How COVID-19 could transform the utilities industry
Across lives and industries, the COVID-19 pandemic is having a dramatic impact on daily life. What challenges are utilities facing right now? Two ICF experts weigh in on our new normal.
Utilities are used to responding to disasters like storms and floods and wildfires. But a global pandemic is something most utilities and their facilities are experiencing for the first time.
The COVID-19 pandemic has disrupted almost every aspect of how the world functions, from the ways in which individuals get their work done to supply chains that keep grocery stores and pharmacies stocked with essential goods. Utilities, which provide regular sources of energy for customers around the world, aren’t exempt from these challenges.
Even before the COVID-19 pandemic, utilities were faced with tough operational choices due to the pervasive threat of climate change. These tough choices shaped everything from infrastructure planning to building utility resilience.

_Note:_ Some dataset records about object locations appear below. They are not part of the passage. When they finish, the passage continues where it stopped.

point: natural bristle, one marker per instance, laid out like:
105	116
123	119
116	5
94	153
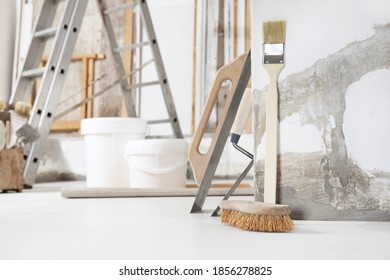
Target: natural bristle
255	222
274	32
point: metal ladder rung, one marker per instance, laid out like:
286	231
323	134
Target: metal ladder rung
130	47
159	121
120	8
143	85
33	73
45	33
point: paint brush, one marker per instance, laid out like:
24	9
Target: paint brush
254	215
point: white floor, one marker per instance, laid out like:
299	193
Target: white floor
40	224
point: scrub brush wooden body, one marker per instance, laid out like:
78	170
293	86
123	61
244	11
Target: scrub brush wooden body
254	215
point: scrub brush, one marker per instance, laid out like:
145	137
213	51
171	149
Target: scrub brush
254	215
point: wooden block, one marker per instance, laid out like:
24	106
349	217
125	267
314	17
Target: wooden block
11	169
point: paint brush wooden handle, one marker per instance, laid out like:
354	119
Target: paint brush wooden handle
271	130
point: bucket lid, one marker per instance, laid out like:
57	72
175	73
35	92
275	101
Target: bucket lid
113	125
156	146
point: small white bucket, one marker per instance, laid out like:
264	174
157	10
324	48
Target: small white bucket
157	163
105	140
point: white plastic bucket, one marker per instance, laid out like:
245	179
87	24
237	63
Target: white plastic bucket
105	140
157	163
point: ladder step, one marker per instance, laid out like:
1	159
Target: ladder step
143	85
120	8
159	121
33	73
130	47
45	33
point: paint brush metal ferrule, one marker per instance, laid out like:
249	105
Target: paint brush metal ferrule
273	53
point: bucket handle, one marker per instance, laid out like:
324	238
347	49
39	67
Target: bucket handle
153	170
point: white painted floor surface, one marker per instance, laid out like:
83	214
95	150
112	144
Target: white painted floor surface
40	224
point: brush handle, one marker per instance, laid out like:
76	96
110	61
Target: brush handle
200	161
271	130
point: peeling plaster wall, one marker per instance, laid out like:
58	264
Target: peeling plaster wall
332	161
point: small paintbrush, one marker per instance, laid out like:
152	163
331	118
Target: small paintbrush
254	215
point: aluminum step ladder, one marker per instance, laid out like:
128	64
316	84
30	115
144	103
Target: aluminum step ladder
152	42
62	40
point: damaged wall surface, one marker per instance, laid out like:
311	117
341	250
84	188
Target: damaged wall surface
334	163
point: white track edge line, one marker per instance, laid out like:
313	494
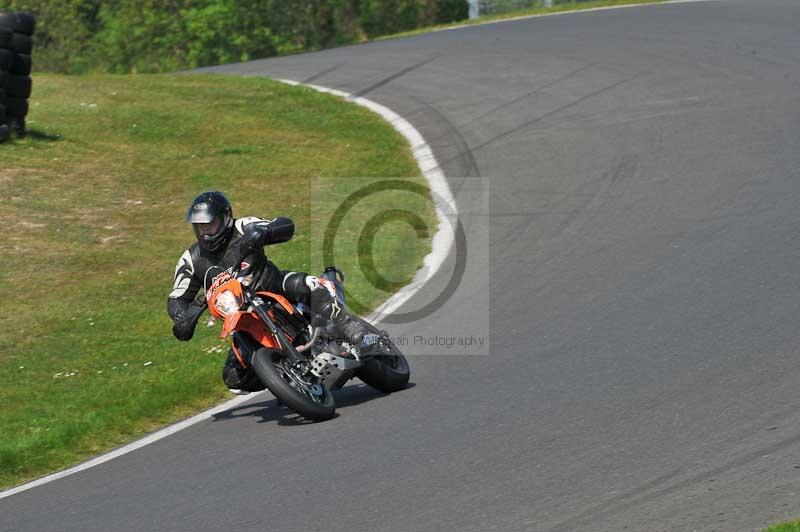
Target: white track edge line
555	14
440	246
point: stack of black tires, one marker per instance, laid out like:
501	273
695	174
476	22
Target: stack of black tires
16	44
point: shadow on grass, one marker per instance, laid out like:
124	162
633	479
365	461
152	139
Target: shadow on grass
271	410
36	134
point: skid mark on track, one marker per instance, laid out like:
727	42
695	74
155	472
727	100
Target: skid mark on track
323	73
529	123
527	95
389	79
465	154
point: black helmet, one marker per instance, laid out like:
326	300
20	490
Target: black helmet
211	215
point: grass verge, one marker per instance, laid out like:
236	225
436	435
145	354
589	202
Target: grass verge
793	526
533	11
93	203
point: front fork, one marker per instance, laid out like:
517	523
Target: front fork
287	347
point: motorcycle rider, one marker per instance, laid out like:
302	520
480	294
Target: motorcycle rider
222	241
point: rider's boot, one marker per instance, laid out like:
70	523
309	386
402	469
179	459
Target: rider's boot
352	329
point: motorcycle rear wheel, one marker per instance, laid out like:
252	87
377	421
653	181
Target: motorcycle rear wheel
388	372
313	401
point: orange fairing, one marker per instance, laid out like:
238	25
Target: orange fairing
280	299
240	320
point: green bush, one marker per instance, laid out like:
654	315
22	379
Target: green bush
76	36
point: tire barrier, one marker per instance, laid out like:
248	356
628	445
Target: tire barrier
16	45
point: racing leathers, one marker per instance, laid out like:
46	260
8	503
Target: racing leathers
197	268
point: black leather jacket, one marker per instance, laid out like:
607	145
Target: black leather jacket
197	268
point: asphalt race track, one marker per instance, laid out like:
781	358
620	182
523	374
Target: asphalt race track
642	288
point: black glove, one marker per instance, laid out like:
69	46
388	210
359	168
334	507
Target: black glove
185	323
255	236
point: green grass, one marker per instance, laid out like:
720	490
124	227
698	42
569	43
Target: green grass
533	11
93	203
785	527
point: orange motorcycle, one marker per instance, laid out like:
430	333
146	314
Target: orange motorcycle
296	353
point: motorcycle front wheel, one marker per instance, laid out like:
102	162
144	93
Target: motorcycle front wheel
312	400
387	371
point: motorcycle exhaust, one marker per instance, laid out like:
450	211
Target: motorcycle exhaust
334	371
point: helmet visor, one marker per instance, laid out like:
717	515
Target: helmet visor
209	229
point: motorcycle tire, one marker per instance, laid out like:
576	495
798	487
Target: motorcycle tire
25	23
21	43
6	58
21	66
17	107
268	364
386	373
5	36
19	87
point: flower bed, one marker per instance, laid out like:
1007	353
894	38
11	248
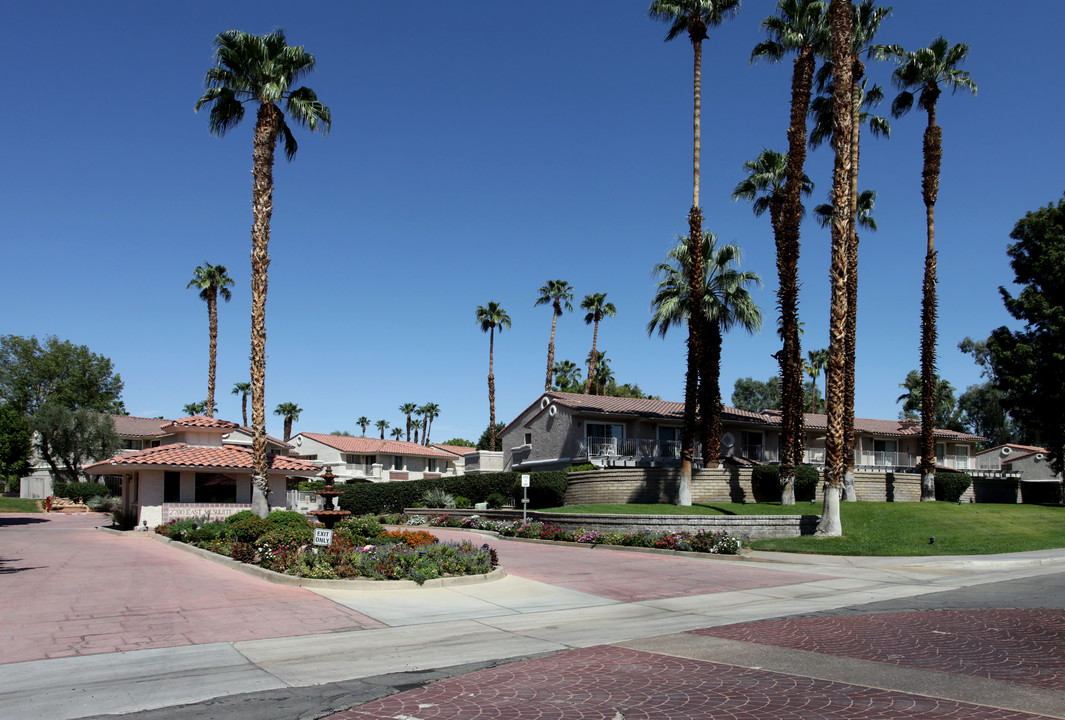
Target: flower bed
361	547
701	541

And the current pandemic is just another crisis layered on top of ongoing ones.
Challenges and complexities
A look at the front lines of the utility industry shows some of the many ways the COVID-19 pandemic is impacting everyday operations.
With everybody social distancing at home, non-essential businesses are shut down, which means a lack of commercial business. Millions of Americans are out of work and are currently—or soon will be—struggling to pay bills. This is a major loss in revenue. Utilities are also paying overtime for their employees as well in order to support temporary medical facilities and shelter areas, draining their budgets (and, in some instances, their funding). In recognition of customer difficulties, many utilities have suspended turning off services for non-payment.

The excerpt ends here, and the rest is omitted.